La cosa rossa incerta al via: siamo «La sinistra l’arcobaleno»

Sembra un simbolo, ma non lo è. Sembra un nome, anzi due nomi, ma forse saranno rivisti anche quelli. Ieri i vertici della Cosa rossa hanno quasi presentato il «tratto grafico» che identificherà il nuovo soggetto politico, di qui ai prossimi mesi, accompagnandolo col nome «La sinistra l’arcobaleno» (senza virgola pare, ma non c’è certezza). Di rosso c’è la S e una delle striscioline che sottolineano i nomi. E per il momento l’unica cosa certa è che il «tratto» sarà presentato all’assemblea di sabato e domenica. Poi, ma forse anche prima, tornerà ad essere argomento di scontri e litigi intemi, tra i Comunisti italiani e i verdi che vogliono trovare il modo di aggiungervi i rispettivi simboli – in piccolo in basso – e Rifondazione che tira perché il giro di boa sia completo e il nuovo «simbolo» sia usato nel maggior numero di competizioni elettorali. Quante e quali? Non si sa, ieri mattina nel vertice che ha salutato il simbolo i litigiosi leader hanno preferito evitare di toccare sia l’argomento legge elettorale, sia il prossimo appuntamento alle provinciali. L’indicazione, al momento, è solo generale: si valuteranno le situazioni locali caso per caso, scegliendo dove presentare una lista unitaria e dove lasciare che i partiti corrano ognun per se in modo da raccogliere il maggior numero di consensi.
Le dichiarazioni ufficiali, ieri mattina, lasciavano trasparire il tiepido entusiasmo dei contendenti.
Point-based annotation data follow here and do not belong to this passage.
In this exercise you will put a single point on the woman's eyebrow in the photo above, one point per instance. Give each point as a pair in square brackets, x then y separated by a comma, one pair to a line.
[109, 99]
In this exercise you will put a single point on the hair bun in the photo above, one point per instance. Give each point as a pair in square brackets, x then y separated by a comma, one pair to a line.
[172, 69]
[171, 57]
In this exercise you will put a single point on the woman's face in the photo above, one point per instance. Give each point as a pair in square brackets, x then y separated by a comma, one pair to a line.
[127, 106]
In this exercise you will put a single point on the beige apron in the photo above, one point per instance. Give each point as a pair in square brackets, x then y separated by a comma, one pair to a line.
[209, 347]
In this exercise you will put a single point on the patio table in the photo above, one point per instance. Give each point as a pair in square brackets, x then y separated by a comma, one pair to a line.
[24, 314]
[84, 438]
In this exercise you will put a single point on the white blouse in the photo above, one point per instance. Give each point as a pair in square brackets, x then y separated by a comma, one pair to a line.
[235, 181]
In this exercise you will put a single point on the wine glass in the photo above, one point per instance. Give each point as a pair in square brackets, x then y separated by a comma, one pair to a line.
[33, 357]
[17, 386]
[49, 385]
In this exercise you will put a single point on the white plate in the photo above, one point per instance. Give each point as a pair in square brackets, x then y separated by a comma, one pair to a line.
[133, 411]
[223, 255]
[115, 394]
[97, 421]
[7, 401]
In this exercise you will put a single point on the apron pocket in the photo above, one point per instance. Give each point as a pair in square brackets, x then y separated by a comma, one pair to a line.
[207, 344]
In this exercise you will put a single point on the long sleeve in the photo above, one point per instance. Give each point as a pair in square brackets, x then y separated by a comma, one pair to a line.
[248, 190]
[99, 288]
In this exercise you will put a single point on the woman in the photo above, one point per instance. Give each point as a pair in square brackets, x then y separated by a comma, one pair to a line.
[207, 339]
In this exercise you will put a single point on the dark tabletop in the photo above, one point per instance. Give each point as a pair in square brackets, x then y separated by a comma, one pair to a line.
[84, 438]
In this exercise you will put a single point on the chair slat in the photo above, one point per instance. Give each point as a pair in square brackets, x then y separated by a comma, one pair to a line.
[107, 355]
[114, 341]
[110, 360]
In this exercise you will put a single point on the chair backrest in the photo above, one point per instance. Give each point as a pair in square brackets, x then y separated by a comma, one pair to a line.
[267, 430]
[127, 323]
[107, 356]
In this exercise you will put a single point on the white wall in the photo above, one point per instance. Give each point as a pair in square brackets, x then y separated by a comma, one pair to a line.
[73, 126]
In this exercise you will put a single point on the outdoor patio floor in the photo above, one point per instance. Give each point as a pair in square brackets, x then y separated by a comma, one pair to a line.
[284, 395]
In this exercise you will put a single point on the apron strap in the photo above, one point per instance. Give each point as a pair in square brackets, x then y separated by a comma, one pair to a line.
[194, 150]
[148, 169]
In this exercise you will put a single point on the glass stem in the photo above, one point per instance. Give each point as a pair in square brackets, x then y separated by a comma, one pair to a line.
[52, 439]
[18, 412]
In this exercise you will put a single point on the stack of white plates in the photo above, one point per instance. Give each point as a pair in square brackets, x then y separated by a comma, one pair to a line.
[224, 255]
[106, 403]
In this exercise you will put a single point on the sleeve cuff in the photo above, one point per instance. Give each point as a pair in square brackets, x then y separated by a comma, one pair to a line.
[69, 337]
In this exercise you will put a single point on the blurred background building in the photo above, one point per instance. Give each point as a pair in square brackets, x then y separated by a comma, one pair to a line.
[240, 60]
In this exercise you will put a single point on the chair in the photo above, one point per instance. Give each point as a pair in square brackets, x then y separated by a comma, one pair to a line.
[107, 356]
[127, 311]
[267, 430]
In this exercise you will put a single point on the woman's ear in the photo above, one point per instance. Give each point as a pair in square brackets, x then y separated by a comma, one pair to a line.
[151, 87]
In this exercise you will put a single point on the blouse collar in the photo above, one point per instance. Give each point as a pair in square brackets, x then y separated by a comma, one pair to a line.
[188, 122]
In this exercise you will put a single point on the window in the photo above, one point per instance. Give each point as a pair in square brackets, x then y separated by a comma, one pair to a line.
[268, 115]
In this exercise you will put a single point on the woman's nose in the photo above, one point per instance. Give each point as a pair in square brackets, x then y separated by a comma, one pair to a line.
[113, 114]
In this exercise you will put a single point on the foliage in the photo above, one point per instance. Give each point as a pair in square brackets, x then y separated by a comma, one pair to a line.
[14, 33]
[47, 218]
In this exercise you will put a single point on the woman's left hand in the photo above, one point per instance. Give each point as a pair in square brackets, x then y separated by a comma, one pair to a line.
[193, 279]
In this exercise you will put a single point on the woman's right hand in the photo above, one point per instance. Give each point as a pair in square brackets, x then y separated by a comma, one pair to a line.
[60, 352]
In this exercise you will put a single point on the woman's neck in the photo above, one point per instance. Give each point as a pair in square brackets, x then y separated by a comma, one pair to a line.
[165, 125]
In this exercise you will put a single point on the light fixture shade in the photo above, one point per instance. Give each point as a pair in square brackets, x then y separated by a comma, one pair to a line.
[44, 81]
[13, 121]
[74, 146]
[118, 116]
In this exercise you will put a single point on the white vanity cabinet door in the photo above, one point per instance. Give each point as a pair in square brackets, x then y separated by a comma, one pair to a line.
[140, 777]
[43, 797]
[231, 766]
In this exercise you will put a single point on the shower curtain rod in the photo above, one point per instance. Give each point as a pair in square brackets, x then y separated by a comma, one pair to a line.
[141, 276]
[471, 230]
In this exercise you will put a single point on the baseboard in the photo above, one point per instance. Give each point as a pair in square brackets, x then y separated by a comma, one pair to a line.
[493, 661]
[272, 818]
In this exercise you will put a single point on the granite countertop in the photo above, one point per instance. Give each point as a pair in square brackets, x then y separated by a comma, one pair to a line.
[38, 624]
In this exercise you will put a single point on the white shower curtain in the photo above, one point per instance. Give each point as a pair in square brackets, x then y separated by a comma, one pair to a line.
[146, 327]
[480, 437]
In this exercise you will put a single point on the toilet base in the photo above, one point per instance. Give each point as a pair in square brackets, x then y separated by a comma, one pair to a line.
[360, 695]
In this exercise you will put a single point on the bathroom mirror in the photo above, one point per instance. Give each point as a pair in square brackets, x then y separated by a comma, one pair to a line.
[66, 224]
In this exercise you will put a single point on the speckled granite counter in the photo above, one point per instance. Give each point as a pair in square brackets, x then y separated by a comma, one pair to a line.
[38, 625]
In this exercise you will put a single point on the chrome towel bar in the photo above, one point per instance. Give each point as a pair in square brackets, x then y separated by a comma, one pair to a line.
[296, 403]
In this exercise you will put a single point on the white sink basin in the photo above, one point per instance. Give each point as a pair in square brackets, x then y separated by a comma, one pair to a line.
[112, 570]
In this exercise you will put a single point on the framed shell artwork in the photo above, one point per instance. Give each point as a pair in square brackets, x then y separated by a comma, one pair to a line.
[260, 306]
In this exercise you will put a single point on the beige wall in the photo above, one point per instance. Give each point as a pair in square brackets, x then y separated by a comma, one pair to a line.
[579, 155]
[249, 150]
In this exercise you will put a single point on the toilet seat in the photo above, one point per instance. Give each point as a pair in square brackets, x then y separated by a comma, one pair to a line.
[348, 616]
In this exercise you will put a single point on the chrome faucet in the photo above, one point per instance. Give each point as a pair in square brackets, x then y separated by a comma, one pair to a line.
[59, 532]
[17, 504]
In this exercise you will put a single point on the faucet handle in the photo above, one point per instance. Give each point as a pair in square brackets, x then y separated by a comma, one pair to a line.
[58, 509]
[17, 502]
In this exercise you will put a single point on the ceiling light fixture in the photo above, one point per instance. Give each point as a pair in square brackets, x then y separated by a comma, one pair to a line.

Fabio Mussi, di Sinistra democratica, è uscito dal vertice per primo: «Si chiamerà “la sinistra l’arcobaleno” – dice al termine dell’incontro – e sarà una forza politica radicata nella società italiana ed avrà un peso importante». L’ha seguito Franco Giordano, convinto sostenitore del percorso unitario: «Abbiamo deciso il percorso unitario – sottolinea – è importante accelerare in questa direzione. L’assemblea generale sarà un grande evento e la cosa importante è la pluralità di soggetti che saranno coinvolti, al di là dei partiti». Più acido Oliviero Diliberto che certo ha mal digerito l’intervista rilasciata da Fausto Bertinotti a Repubblica, due giorni fa: «Abbiamo evitato le polemiche – ha osservato il segretario del Pdci – perché vogliamo andare avanti». Il leader del Pdci però ci tiene a ribadire «la vocazione ad essere una forza di governo. Certo – osserva – bisogna vedere quali sono le condizioni per starci ma qualunque forza politica nasce con l’ambizione di governare. Si va all’opposizione se si perde e non se si vince». Il ministro della Ricerca dice di aver parlato a lungo con Fausto Bertinotti e di «condividere con lui il fatto che la sinistra debba essere autonoma. Anche io sono consapevole – prosegue ancora – che il governo è sceso nell’opinione pubblica e che i risultati sono al di sotto delle aspettative». Per il coordinatore di Sd però le diverse anime della sinistra devono «trovare una sintonia Bisogna misurare i giudizi per misurare i passi».
L’attenzione di tutti, in ogni caso, è all’assemblea «fondativa» organizzata per il prossimo fine settimana a Roma. E, manco a dirlo, anche in questo caso il programma è incerto. Il sabato ci saranno otto workshop tematici e la domenica venticinque interventi aperti alle associazioni (Arci, Uds, Libera, Sbilanciamoci) e ai movimenti (No Dal Molin, No Tav, movimenti di genere). Parleranno i quattro leader e sul palco ci sarà Pietro Ingrao. Ma non provate a chiedere l’ordine, la trattativa è aperta pure su questo.